Une deuxième raison pourrait être alors invoquée : “comme tu le dis toi-même, c’est pour montrer qu’Adrian n’est pas une présence démoniaque invincible, c’est juste un pauvre type”. Sur le papier, je dirais pourquoi pas, mais dans les faits plusieurs choses me poussent à dire que si c’était fait dans cette intention, alors c’est raté. Déjà, Adrian est présenté jusqu’à la fin du film comme quelqu’un de tout à fait charmeur, et ne présente aucun côté “pathétique” que l’on pourrait attendre. Et il était presque impossible de faire autrement : en prenant le parti de ne pas le présenter en début de film, on ne pouvait pas montrer au spectateur sa nature charmante, qu’il a donc fallu introduire en fin de film. Dès lors, l’image de “pauvre type” n’est jamais poussée jusqu’au bout. Deuxièmement, je pense que les deux approches ne sont pas forcément incompatibles : on pouvait montrer qu’Adrian était un pauvre type et pas une force démoniaque invincible tout en le gardant invisible, montrant les faiblesses mêmes de son raisonnement de haine envers les autres (et surtout les femmes).

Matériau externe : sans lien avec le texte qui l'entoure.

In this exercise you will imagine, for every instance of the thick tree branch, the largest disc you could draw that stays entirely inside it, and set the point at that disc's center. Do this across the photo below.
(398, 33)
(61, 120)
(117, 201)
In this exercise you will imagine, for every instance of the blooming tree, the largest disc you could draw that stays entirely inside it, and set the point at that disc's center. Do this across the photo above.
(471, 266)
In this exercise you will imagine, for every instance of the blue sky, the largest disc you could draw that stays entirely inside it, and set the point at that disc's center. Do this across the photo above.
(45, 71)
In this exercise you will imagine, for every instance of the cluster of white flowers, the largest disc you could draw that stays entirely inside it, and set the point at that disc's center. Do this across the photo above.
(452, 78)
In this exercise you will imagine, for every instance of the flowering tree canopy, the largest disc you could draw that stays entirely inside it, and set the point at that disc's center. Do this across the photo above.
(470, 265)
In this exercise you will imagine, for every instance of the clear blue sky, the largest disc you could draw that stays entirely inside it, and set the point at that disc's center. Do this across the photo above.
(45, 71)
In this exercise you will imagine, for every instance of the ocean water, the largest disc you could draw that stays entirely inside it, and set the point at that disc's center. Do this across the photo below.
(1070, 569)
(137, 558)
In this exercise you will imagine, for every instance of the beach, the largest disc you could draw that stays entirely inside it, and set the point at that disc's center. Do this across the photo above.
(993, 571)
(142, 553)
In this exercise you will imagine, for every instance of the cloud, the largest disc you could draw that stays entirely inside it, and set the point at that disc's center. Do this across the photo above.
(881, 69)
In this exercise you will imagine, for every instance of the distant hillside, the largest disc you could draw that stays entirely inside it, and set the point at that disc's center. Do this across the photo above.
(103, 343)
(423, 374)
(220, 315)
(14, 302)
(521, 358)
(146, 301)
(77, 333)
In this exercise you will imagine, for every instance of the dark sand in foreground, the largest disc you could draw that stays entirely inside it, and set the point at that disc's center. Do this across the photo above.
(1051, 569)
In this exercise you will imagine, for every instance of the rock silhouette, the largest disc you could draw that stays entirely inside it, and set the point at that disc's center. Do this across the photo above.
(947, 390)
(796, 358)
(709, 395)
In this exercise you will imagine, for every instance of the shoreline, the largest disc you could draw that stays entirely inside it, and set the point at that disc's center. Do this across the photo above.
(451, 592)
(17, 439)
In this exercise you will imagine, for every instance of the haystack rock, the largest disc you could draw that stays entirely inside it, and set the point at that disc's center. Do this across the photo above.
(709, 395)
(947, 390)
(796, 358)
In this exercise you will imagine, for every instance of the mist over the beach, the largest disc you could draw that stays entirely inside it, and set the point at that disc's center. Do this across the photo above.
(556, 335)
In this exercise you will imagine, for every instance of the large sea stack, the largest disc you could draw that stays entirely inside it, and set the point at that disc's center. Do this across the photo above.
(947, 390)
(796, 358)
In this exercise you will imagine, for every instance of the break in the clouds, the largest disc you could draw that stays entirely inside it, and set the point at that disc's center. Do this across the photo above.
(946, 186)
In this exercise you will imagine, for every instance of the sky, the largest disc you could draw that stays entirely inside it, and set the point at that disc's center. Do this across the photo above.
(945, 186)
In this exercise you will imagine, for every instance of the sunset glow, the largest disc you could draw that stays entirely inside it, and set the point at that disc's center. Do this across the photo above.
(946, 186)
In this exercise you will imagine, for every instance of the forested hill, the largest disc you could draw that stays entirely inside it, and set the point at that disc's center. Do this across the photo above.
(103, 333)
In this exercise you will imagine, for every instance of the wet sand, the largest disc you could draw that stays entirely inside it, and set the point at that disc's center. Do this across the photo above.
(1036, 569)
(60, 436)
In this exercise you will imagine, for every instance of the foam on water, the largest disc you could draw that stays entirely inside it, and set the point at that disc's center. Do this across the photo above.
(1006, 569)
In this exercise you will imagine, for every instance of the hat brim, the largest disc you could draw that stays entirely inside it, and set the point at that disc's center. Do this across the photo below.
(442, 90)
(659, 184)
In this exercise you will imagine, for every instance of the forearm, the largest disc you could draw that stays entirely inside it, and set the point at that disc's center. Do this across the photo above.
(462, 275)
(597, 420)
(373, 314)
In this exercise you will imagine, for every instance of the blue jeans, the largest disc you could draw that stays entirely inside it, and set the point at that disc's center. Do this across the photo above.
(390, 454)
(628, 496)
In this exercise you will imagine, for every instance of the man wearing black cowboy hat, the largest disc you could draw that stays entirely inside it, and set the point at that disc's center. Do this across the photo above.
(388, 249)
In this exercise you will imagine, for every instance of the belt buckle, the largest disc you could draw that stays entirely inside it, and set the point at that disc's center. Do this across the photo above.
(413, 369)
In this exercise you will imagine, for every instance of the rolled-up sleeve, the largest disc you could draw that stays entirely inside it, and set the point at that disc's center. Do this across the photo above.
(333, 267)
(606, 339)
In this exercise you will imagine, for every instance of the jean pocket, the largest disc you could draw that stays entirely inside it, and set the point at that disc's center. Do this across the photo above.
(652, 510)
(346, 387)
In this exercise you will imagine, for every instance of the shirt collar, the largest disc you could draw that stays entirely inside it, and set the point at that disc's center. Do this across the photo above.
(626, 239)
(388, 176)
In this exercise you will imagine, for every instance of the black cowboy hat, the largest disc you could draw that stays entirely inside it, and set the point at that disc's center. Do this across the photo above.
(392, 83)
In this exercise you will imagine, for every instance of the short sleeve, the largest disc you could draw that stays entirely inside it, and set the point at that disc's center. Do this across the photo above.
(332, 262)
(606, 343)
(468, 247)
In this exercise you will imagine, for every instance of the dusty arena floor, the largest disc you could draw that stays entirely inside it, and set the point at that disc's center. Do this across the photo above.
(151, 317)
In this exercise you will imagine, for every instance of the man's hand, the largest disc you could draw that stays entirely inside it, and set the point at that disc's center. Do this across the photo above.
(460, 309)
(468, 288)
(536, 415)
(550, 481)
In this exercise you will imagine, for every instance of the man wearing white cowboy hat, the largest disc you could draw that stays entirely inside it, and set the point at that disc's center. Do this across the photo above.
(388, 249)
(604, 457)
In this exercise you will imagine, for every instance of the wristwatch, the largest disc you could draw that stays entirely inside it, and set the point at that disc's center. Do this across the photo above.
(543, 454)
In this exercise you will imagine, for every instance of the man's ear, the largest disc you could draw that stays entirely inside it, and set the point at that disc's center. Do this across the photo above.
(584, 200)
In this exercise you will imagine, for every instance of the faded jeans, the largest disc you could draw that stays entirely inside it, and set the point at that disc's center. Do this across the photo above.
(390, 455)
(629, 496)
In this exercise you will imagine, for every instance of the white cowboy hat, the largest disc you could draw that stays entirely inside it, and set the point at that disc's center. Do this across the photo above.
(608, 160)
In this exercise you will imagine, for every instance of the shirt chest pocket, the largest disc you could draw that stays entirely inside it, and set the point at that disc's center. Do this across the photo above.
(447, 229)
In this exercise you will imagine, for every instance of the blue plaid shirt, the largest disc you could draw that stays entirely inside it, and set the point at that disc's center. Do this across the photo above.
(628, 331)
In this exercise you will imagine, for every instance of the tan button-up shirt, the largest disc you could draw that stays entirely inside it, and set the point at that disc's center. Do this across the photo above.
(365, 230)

En conclusion, que cela soit d’un point de vue d’intérêt du scénario et “message politique”, la décision d’inclure une fin comme celle que l’on a eue m’interpelle. Je ne comprends pas comment on peut abandonner un concept qui marchait pourtant si bien tout le film pour nous donner la ficelle techno-charabia la plus vue et revue des 20 dernières années. J’aimerais pouvoir dire que la fin n’enlève rien à la première moitié du film mais ça serait mentir : revoir les tourmentes de Cecilia en sachant que c’est juste un type en pyjama intégral qui les fait rend le tout risible. Dommage.